DALLAS, TX.- International Pop is a groundbreaking historical survey that chronicles the global emergence of Pop art from the mid-1950s to the early 1970s. Critically acclaimed by such publications as The Wall Street Journal and The New York Times, the exhibition presents more than 125 works drawn from over 13 countries on four continents and features over 100 artists including familiar names such as Andy Warhol, David Hockney, Roy Lichtenstein, and Gerhard Richter alongside perhaps lesser known artists in America including Ushio Shinohara, Cildo Meireles, Edgardo Giménez, and Tadanori Yokoo.
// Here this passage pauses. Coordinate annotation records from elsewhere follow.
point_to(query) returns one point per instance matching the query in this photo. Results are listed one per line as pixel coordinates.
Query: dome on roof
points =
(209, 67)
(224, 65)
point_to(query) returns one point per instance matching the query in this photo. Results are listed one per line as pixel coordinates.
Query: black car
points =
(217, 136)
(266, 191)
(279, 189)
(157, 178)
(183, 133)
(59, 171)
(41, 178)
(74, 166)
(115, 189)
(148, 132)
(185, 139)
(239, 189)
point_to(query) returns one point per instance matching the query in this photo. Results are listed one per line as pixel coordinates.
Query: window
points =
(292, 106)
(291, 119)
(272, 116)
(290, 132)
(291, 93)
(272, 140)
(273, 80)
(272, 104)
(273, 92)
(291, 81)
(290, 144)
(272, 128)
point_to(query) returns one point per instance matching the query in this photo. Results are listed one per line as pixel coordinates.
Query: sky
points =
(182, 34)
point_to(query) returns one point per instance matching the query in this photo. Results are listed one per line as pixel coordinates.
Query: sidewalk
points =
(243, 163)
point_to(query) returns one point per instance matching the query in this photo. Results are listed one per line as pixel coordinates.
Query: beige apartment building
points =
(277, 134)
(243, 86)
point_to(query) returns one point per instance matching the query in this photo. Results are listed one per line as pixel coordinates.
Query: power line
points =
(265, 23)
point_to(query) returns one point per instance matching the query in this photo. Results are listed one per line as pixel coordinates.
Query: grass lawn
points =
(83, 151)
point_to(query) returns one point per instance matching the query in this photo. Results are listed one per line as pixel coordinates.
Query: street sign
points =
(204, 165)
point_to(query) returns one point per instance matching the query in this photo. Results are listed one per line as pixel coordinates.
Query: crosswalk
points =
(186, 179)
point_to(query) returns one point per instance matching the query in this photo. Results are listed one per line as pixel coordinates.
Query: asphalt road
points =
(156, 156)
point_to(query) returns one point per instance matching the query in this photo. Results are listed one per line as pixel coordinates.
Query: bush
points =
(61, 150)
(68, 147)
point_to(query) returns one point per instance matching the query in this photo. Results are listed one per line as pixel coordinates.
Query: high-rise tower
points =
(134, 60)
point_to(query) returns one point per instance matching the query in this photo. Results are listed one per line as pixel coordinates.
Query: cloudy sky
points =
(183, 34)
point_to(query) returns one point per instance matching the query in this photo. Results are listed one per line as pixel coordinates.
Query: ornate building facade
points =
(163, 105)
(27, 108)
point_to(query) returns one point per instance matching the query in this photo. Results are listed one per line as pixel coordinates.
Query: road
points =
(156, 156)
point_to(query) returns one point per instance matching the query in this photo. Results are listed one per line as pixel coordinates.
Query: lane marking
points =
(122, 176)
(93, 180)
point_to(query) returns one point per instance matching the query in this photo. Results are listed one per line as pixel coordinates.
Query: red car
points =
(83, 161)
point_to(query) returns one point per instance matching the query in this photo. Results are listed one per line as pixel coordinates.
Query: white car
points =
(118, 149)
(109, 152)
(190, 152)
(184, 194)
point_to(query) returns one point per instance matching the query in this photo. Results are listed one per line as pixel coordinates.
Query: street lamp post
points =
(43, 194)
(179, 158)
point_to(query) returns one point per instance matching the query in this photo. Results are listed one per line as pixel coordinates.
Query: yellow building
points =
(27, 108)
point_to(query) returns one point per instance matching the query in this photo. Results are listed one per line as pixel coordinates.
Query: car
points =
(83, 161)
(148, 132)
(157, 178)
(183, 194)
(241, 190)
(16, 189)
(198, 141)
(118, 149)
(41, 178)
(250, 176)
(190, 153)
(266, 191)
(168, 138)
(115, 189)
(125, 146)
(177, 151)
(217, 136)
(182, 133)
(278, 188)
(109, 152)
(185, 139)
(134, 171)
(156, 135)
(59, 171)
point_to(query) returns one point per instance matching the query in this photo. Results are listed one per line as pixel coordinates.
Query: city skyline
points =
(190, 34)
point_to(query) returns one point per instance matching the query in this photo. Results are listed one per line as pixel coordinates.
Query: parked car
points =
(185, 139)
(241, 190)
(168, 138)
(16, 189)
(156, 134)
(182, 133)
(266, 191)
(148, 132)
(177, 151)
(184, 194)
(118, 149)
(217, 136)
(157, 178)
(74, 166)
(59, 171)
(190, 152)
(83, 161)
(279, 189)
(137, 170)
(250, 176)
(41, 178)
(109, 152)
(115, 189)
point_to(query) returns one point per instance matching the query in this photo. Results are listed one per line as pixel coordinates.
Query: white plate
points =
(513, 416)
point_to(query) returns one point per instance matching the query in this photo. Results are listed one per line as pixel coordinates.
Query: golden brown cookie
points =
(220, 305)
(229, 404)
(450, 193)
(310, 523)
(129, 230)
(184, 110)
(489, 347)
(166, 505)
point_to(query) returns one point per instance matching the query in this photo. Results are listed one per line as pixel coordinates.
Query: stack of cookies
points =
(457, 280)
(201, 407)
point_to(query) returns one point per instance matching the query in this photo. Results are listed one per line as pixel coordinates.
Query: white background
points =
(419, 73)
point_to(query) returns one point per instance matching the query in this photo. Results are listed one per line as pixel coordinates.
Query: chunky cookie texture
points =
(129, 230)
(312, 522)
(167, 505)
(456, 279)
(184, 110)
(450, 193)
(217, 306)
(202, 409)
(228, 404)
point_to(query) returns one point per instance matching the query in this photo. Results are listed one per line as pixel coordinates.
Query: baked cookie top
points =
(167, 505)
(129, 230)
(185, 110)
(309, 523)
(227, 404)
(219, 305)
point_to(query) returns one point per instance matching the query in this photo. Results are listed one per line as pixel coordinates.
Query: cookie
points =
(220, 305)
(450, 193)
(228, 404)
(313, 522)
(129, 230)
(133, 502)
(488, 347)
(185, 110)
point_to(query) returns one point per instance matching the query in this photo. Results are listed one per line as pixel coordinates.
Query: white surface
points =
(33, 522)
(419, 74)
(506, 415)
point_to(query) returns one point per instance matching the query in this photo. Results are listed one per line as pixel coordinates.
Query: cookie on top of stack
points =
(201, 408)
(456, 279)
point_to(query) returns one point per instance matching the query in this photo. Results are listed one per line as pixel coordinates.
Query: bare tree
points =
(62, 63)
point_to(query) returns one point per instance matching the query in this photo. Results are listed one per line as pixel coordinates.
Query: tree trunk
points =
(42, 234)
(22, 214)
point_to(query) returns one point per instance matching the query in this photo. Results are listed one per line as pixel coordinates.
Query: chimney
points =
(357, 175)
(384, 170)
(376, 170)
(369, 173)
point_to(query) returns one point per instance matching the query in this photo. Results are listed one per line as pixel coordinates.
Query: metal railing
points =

International Pop, on view at the Dallas Museum of Art October 11, 2015 through January 17, 2016, is the first exhibition to explore such a vast and diverse array of Pop-related production. It asserts that Pop was not a singular artistic style or brand, but a roving spirit moving with unprecedented force through culture at large in the 1960s through a new abundance of everyday commodities, mass media production, and mainstream advertising.

Although Pop is among the most broadly recognized phenomena of postwar art, primarily identified with Britain and the U.S., as a cultural movement the Pop impulse was strikingly nomadic, contagiously spreading through Japan, Latin America, and both Eastern and Western Europe. From its inception, Pop migrated across borders and media, seizing the power of mass media and communication to reach new audiences who would be drawn to its dynamic attributes.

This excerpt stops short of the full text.